Тогда действительно в высших сферах был затронут этот вопрос. Но наступившие политические события в Европе отодвинули его на второй план. Но он не заглох -- и толки принимали уже довольно определенный характер. Пока тихо, под спудом, но что-то готовилось...
-- Бог с ним, с барином: я внесу, вот только понакоплю денег! -- заключил Матвей. -- Может быть, барин и правов-то не имеет: никаких, говорят, бумаг у него на нас нет, а держит!
Он тяжело вздохнул.
Жалкий! Жалкий!
-- Где же накопить такую большую сумму? -- спросил я. -- Из жалованья трудно, не есть совсем -- нельзя...
-- Я наживу, барин, наживу: годок, другой-третий, семьсот рублей и больше наживу...
-- Чем же? -- спросил я в недоумении. -- У тебя ремесла никакого нет...
-- Процентами, -- тихо, почти с лукавой улыбкой, сказал он. -- В долг деньги берут, под залог -- и хорошие проценты платят. Кому пятьдесят, кому семьдесят рублей нужно: дают по два, иногда по три процента в месяц.
"Ты... мелкий ростовщик!.." -- хотел я сказать, но удержался. Он был так жалок.

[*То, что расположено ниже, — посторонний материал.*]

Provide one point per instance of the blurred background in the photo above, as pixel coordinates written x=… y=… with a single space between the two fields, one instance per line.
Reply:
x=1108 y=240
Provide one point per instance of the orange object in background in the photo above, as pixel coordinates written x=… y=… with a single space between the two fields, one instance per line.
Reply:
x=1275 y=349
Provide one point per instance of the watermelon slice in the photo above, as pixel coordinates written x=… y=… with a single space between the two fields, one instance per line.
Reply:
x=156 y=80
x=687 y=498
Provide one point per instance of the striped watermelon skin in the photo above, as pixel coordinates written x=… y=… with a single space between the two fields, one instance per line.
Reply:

Я даже мысленно оправдывал его: он искал свободы!
-- Как же ты можешь служить! -- сомневался я. -- Хоть у меня и не бог знает какая служба, однако все же надо и дров в печку положить, и затопить, и убрать комнаты, чистить платье. Случается иногда послать куда-нибудь... А ты такой слабый, щедушный... где же тебе?..
К удивлению моему, Матвей вдруг ожил, точно я его своими словами вспрыснул, как живой водой. Глаза и лицо просияли, губы раздвинулись в широкую улыбку, обнаружив десны. Он зорко осмотрел всю комнату, мебель, шкафы с книгами, зашевелил руками, ногами.
-- Все это могу-с, все сделаю: и печки буду топить, комнаты убирать, платье чистить, самовар ставить и чай готовить, и в лавочку ходить, за булками, и куда еще пошлете -- и все прочее... все исправлю...
Он говорил не прежним потухшим голосом, а твердо, скороговоркой. При этом губы и нос его с каждым словом описывали круги. Он даже молодцевато тряхнул головой.
-- Ну, я очень рад. Вот тебе денег, ступай, вези свои вещи, -- сказал я.
Он отступил.
-- Нет-с, барин, покорнейше благодарю... у меня есть... Как можно спервоначалу, еще не заслужил, а вам убыток! Нет-с, нет! -- сказал он и к удивлению моему денег не взял. Это как-то противоречило с его жадностью к наживе.
-- Я часа через два на извозчике все привезу...-- заключил он.
Я ему показал его помещение и все мои комнаты.
-- Вот твои, а это мои владения. Держи в порядке, чистоте. Ты часто ходишь со двора?
-- Только в церковь, в воскресенье, не каждое, а то никуда-с.
-- А знакомые есть?
-- Есть кум у меня женатый: он редко, в месяц раз зайдет, больше никогда, никого-с...
-- Вот и белье мое, и шкаф с платьем. Там, в той комнате, посуда, серебро...
-- Пожалуйте "ерестрик": я все проверю и приму,-- сказал он.
-- У меня никакого реестра нет: я тебе верю.
-- Так я сам все запишу; без ерестра нельзя: боже оборони -- пропадет что-нибудь! -- сказал он и ушел, двигая ногами в стороны, как деревянными.